El tema del delito es omnipresente, no ya como una preocupación de la sociedad sino casi como una génesis del pánico. La mayoría de los ciudadanos se pasea entre el miedo y el terror, pero lo cierto es que lo que altera sus modos de vida no es simplemente que abunden los jóvenes delincuentes, sino que la ciudadanía es presa de un sistema de justicia que no funciona, y no hace lo que debería con las abundantes herramientas legales que sí podría poner en juego.
Rige en el país un sistema de responsabilidad penal juvenil que se aplica a los menores de entre 16 y 18 años. Se aplica, decimos, en algunos casos; en muchos otros, la desidia del sistema hace que no se ejerza nada, como tampoco se aplica la abundante materia penal de sanción en los delincuentes mayores.
Martín Insaurralde, intendente de Lomas de Zamora, salió al ruedo reinstalando el tema de la necesidad de bajar la edad de imputabilidad, con escasos elementos y menos avales políticos. Con sus palabras consiguió, por una parte, que la mayoría de los candidatos se ubicaron a su izquierda, tratando de no quedar pegados en una actitud inconsulta que puede resultar casi un suicidio de cara a las próximas elecciones. La razón es que, de hecho, no expuso un verdadero proyecto que le diera sustento a esta frase, que hoy parece ser un manotazo de ahogado.
Cabe señalar que desde el punto de vista de los derechos, la imputabilidad -que rige para los mayores de edad, los adultos- es distinta de la “responsabilidad”. En Brasil, una de las naciones pioneras en la materia, se establece una clara diferenciación, al instaurar una justicia juvenil particular y prohibir la inclusión de la palabra “penal” en su código para menores de edad. En casi todos los casos de países de América, se considera inimputables a los menores de 18 años, con la excepción de la Argentina y Bolivia, donde se fijó desde los 16. Aquellos que quedan por fuera de toda sanción del orden penal son los chicos menores de 12 años.

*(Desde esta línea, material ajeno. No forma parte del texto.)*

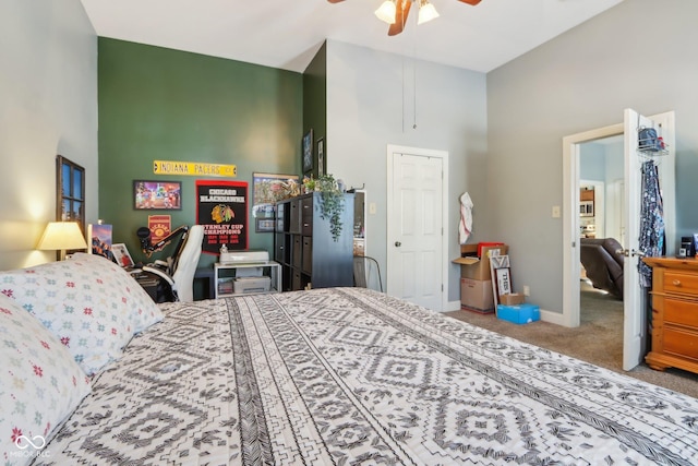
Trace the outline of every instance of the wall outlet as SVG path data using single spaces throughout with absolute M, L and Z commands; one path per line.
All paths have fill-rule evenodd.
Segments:
M 559 205 L 553 205 L 553 212 L 551 214 L 553 218 L 559 218 L 561 216 Z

Desde el punto de vista legal, para permanecer en el marco de la civilización moderna, los regímenes especiales para los menores en conflicto con la ley deben estar inspirados en la Convención Internacional sobre los Derechos del Niño (CIDN), celebrada en 1989 por la Asamblea de las Naciones Unidas. Por entonces la norma constituyó un cambio de paradigma en minoridad, aunque en América Latina su vigencia es desigual, en algunos casos lejos de lo deseable. En concreto, supuso la sustitución del derecho tutelar, que considera al menor como objeto y no como sujeto de derecho, incapaz de asumir responsabilidades penales por sus actos. Bajo ese esquema normativo, el adolescente queda a la merced de ser sometido en forma arbitraria y por tiempo indefinido en orfanatos y centros de protección, sin las debidas garantías procesales. Según los estándares internacionales, la legislación debe propender a buscar alternativas a las medidas no privativas de la libertad. Entre ellas, se cuenta la orientación y el apoyo sociofamiliar, la amonestación, la libertad asistida y la prestación de servicios. Pero aun en este marco, los jóvenes deben ser responsables de las acciones que cometen.

Media medida

Lo cierto es que el problema es sumamente complejo. Actualmente, el sistema de responsabilidad  no sabe qué hacer con la cantidad de menores que ya son responsables de delitos ante la ley, que están procesados o institucionalizados. No hay un verdadero sistema que les brinde alternativas de tratamiento, ya que los psicólogos contratados –y asalariados- en el sistema no hacen más que entrevistar a los menores, e informar; nadie interviene ciertamente.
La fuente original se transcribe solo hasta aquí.